26 November 2021
Manila, Filipina – Seorang pakar hukum maritim internasional melihat China mengeksploitasi perubahan kepemimpinan tahun depan di Filipina untuk lebih menegaskan klaimnya atas Laut Filipina Barat (WPS).
Profesor hukum Universitas Filipina (UP), Jay Batongbacal, Kamis mengatakan bahwa hak dan klaim negara tersebut di Laut Filipina Barat di bawah hukum internasional mungkin tidak akan bertahan enam tahun lagi dari “pengabaian resmi dan kurangnya perlindungan yang memadai” dan kelanjutan dari pernyataan Presiden Duterte ” kebijakan peredaan” terhadap Beijing.
“Kita tidak bisa memilih presiden dan wakil presiden yang akan kembali mengambil sikap mengalah terhadap tetangga kita yang semakin tegas,” kata Batongbacal. “Tahun depan, 2022, kita akan benar-benar melihat China menjadi lebih tegas dan bersikeras dengan klaimnya yang berlebihan.”
Taktik ‘zona abu-abu’
Batongbacal, direktur UP Institute of Maritime Affairs and Law of the Sea, berbicara di Pilipinas Conference 2021 tentang prospek multilateralisme, kebijakan luar negeri, dan keamanan untuk tahun 2022.
Dia mengutip insiden Beting Ayungin (Thomas Kedua) minggu lalu sebagai “indikasi yang sangat, sangat jelas bahwa China bermaksud untuk terus menggunakan operasi zona abu-abu untuk memaksa kami keluar dari WPS dan tekanan kelompok pulau Kalayaan.”
Strategi ‘kubis’
Dia mengatakan taktik “zona abu-abu” yang digunakan oleh China dimaksudkan untuk mendapatkan kontrol dan dominasi atas sebagian besar laut sambil menghindari kondisi yang memungkinkan Filipina mengambil tindakan untuk pertahanannya.

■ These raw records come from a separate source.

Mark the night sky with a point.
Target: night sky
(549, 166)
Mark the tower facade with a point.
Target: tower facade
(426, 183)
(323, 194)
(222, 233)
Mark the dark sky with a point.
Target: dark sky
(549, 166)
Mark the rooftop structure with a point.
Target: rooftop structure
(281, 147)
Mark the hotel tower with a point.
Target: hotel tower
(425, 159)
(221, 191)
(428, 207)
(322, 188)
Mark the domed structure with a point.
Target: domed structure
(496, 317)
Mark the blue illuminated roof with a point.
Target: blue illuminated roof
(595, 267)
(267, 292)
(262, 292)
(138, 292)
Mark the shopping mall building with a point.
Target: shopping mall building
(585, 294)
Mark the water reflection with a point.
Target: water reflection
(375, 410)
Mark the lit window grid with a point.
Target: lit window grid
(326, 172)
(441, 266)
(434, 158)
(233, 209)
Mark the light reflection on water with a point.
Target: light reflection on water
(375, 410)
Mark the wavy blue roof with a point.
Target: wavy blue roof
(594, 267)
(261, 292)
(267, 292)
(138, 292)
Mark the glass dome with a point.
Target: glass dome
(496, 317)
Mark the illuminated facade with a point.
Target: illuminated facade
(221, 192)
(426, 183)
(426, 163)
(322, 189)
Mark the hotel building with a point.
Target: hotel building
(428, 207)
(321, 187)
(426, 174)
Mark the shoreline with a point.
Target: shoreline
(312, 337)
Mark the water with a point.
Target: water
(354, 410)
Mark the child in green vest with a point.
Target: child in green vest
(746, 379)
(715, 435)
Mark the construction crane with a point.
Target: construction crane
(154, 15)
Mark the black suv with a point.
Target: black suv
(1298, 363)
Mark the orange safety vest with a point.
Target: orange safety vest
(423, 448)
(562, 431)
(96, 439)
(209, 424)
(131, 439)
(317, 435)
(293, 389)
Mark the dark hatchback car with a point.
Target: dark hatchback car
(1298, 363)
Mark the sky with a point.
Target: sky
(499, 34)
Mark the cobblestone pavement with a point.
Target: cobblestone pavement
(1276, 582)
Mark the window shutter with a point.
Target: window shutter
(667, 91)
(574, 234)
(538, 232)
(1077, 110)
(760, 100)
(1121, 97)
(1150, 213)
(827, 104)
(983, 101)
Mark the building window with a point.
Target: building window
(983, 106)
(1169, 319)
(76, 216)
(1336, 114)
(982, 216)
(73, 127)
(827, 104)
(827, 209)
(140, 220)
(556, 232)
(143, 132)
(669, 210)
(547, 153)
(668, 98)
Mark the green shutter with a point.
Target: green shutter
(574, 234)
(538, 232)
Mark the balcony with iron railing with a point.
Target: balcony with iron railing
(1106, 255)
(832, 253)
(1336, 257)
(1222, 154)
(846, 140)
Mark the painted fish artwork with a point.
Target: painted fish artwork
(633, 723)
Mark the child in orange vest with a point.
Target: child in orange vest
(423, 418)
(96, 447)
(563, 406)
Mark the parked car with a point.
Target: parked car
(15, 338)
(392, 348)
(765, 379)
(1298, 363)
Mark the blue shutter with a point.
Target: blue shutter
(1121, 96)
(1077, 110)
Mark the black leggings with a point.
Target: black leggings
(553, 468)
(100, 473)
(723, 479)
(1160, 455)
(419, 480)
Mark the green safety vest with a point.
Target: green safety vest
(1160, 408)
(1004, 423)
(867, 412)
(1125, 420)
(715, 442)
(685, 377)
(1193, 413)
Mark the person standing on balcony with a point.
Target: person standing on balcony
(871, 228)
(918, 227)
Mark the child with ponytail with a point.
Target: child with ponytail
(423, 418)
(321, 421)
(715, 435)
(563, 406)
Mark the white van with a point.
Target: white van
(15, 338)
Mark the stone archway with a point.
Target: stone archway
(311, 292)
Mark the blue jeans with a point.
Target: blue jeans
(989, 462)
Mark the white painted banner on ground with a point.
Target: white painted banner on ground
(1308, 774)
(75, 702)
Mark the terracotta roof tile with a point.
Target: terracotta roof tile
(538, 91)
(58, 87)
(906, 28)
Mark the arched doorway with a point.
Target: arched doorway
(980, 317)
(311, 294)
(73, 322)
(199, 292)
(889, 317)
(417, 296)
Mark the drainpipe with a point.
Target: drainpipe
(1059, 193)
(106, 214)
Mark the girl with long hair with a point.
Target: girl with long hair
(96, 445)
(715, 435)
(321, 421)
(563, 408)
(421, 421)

China juga telah menggunakan “strategi batu bara” untuk memasukkan lapisan demi lapisan kapal China untuk mengepung pos terdepan dan fitur Filipina, membatasi aktivitas Filipina di perairan ini.
Suar ketegangan
Orang Cina juga meningkatkan aktivitas sipil dengan mengerahkan penjaga pantai, kapal penelitian kelautan, ekstraksi sumber daya, dan eksplorasi minyak.
“Pemilu menciptakan peluang yang dapat dimanfaatkan pada saat pemerintah dan tanggapannya lambat dan tidak pasti. Ketegangan di Laut China Selatan cenderung berkobar selama bulan-bulan musim panas menjelang musim topan yang bertepatan dengan musim pemilu,” jelasnya.
“Insiden minggu lalu di Ayungin Shoal menunjukkan bahwa China tidak akan kehilangan kesempatan untuk mengubah status quo yang menguntungkannya dengan memutus jalur pasokan ke Sierra Madre,” katanya, merujuk pada kapal yang digunakan sebagai pos terdepan militer Filipina di sekolah.
Lanjutkan Panatag
Pada tahun 2016, juga merupakan tahun pemilu, China memobilisasi untuk reklamasi Beting Panatag (Scarborough) untuk mengubahnya menjadi pulau buatan lainnya.
Batongbacal mengatakan kedua aliran itu “mewakili titik-titik krisis potensial yang dapat terjadi selama masa transisi kekuasaan itu dan kita harus bersiap untuk itu.”
Pasukan keamanan harus ekstra waspada di wilayah ini dan harus berkoordinasi erat dengan sekutu negara untuk mengisi kekosongan dalam kesadaran domain maritim kita sehingga tindakan segera dapat diambil, katanya.
Hal ini dimaksudkan “untuk mencegah terjadinya krisis yang dapat mengakibatkan hilangnya kehadiran kami di Beting Thomas Kedua atau potensi konversi Beting Scarborough menjadi pulau buatan.”
“Jika salah satu terjadi, itu akan menjadi kemunduran besar dan kerugian besar bagi kami,” kata Batongbacal.